New home mortgage applications fell to their lowest levels in nearly 30 years, according to a recent report. The decline in mortgage activity reflects both a cooling in the housing market and the wider implications of increasing interest rates.
Data from the Mortgage Bankers Association found that the number of mortgage applications nationwide fell to their lowest point since 1996.
A representative from the banking group added that the “purchase market slowed to the lowest level of activity since 1995, as the rapid rise in rates pushed an increasing number of potential homebuyers out of the market.”
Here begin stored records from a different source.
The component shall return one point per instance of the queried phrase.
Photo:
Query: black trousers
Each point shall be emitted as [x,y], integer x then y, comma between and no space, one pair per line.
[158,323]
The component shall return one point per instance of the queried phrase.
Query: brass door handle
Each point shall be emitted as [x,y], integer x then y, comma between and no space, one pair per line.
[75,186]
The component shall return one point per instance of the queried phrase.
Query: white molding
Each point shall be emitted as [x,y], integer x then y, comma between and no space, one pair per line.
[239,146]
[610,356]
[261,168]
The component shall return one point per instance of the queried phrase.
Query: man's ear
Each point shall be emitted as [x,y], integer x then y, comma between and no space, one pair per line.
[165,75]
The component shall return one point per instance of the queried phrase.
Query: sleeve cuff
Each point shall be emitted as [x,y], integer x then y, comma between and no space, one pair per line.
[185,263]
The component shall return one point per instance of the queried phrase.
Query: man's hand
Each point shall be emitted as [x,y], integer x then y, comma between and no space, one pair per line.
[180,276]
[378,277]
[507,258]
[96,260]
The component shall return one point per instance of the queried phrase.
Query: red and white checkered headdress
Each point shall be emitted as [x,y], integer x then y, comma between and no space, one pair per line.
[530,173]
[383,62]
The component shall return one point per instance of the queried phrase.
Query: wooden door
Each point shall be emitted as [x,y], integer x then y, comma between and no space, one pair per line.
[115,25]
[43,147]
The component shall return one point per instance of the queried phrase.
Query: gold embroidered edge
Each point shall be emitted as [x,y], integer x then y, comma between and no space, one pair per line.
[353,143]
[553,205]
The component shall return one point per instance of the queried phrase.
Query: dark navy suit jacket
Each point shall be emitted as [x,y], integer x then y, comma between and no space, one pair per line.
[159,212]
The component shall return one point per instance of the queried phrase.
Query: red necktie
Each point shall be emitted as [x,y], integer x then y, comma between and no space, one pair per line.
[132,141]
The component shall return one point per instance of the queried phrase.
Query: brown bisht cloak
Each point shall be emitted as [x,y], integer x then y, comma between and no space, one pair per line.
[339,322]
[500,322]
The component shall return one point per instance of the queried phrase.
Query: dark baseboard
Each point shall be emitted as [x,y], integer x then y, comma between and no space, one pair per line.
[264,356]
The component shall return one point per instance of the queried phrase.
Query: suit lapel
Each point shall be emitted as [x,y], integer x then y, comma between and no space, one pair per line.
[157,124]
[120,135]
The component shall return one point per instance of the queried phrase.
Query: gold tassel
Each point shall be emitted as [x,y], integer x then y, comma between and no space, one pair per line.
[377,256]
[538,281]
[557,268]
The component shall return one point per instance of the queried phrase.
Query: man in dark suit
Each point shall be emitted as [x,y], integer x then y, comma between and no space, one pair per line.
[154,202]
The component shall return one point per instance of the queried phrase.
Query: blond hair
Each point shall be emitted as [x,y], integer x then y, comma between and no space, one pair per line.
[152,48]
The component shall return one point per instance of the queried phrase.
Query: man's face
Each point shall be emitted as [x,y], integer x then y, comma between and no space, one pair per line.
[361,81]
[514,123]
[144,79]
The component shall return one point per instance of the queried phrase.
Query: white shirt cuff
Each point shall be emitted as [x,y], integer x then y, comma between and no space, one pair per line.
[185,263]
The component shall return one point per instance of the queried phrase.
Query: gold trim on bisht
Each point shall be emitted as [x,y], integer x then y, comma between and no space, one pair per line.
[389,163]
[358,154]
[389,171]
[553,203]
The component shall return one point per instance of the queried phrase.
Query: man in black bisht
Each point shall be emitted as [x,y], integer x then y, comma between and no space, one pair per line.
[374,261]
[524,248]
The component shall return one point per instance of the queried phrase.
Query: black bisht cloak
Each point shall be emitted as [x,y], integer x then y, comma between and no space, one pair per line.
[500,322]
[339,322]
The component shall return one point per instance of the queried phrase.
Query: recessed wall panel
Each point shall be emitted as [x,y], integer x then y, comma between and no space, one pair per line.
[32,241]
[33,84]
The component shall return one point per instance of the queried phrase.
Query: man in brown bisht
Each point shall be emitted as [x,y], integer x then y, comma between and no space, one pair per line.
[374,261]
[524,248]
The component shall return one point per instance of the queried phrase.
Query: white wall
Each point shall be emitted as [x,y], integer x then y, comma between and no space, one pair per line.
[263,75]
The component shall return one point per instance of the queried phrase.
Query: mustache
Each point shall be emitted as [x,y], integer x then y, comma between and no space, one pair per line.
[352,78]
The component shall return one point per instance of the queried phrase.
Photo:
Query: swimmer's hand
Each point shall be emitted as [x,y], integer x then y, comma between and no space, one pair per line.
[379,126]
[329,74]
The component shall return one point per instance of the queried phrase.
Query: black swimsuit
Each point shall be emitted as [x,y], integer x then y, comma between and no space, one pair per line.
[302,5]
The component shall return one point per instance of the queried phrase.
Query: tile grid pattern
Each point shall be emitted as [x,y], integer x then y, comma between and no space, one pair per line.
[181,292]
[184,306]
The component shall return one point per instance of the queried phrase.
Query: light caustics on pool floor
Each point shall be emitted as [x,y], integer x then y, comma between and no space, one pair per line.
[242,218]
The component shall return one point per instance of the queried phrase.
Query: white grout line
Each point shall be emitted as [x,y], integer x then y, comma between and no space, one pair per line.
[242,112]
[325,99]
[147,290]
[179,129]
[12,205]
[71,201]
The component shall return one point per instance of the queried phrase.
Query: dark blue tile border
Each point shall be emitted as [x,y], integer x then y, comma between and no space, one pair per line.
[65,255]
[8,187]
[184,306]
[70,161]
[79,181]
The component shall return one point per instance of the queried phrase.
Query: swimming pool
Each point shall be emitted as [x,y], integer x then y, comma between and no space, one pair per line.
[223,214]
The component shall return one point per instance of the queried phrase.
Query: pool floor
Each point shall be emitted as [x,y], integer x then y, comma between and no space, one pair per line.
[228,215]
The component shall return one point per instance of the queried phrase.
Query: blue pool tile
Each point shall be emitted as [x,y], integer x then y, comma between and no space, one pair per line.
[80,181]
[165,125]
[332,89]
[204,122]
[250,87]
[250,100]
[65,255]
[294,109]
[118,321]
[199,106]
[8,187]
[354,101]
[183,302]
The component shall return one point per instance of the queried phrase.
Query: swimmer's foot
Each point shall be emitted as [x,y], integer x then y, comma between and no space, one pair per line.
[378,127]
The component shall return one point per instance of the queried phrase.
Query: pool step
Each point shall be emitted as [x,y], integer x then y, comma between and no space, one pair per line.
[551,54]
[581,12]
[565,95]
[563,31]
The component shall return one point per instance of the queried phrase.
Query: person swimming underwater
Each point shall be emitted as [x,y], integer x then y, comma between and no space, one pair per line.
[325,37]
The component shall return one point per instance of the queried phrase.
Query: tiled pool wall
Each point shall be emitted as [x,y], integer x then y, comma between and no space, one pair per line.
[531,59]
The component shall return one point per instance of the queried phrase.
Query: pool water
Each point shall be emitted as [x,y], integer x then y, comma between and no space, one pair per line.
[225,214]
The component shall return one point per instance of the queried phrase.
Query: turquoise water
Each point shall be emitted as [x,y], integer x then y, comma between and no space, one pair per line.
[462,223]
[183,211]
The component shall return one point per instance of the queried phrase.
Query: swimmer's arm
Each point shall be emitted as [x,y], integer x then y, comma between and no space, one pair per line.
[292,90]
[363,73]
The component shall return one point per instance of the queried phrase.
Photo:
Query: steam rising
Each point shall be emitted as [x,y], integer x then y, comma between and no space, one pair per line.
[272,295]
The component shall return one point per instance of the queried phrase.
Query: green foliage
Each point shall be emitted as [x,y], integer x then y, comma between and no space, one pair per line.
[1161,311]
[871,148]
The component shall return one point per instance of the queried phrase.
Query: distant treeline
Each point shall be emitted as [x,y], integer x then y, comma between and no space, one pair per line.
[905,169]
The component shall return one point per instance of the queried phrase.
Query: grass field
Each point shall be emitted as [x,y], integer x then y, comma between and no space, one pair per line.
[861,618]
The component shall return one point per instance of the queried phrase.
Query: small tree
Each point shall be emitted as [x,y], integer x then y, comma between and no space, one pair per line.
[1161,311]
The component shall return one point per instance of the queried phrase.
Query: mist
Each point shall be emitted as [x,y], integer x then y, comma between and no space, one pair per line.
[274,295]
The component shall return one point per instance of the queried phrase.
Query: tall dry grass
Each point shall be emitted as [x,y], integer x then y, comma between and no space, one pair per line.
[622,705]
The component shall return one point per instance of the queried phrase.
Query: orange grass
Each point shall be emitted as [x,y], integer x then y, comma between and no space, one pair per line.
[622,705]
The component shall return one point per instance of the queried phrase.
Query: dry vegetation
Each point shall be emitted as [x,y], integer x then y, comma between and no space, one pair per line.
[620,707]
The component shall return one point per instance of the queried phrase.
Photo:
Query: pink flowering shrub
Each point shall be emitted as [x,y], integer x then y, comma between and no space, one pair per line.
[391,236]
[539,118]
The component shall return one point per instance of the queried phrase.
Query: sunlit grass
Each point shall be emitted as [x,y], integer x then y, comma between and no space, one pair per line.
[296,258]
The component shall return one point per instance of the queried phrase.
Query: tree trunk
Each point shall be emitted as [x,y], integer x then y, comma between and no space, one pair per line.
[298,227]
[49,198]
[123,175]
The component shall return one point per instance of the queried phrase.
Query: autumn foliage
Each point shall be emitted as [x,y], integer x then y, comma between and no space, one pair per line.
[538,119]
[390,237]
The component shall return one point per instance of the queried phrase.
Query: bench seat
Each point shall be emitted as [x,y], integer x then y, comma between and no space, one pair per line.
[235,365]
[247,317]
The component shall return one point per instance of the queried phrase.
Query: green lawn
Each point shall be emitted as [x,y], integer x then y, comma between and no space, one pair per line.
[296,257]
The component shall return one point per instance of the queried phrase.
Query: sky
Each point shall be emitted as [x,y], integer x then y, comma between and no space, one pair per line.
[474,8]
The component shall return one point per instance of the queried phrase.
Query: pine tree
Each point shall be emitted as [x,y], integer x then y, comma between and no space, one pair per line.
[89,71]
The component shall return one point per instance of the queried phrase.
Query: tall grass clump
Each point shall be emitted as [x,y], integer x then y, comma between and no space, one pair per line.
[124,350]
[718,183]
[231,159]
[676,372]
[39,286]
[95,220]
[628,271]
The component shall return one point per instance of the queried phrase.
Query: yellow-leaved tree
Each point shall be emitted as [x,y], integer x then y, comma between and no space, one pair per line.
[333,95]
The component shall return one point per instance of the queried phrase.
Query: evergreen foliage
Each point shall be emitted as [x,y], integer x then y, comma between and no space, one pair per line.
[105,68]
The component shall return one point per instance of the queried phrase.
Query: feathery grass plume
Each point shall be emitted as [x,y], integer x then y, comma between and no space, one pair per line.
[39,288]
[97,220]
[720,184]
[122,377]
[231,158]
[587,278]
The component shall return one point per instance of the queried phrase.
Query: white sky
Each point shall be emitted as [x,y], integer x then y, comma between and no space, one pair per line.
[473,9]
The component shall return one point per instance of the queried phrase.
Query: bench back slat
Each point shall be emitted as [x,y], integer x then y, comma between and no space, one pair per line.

Overall, the number of home refinance loans has fallen by more than 20% over this time last year. The decline in new mortgages comes during increased uncertainty about the future of the American economy.
The average 30-year fixed-rate mortgage rate has reached 7.74%, which rapidly increased since even earlier last year. This contrasts sharply with mortgage rates that were often near or below 3% during the pandemic.
In addition, the number of new home sales also declined from July to August. The 675,000 new home purchases during that period represented an almost 9% drop in sales. Existing home sales fell, as well, down nearly a percent.
Perhaps more concerning for the wider economy, the number of new housing construction starts fell more than 11% during the same period. Since August of last year, the same number of new home constructions fell almost 15% down to lows not seen since the start of the pandemic.
Interest rates on government bonds and general borrowing reached their highest point in two decades in recent months.
High-interest rates also have a significant effect on the federal budget. The higher interest rate makes it more difficult and expensive to finance the national debt.
In other news, this is bad. Real bad. It’s why interest payments on our national debt will soon surpass our (massive) defense budget. And why mortgage rates won’t be going down anytime soon. And why commercial real estate and bond markets are getting hairy. And worse. (1/2) https://t.co/PZIEj5Jm4Y
— Peter Meijer (@RepMeijer) October 4, 2023
The increase in rates since the end of the coronavirus pandemic could potentially add hundreds of billions of dollars in new expenses each year, without Congress passing an additional spending bill.
The economic strain will put pressure on the Federal Reserve over whether or not to raise interest rates. The decision will be more complex since inflation has picked up again in recent months.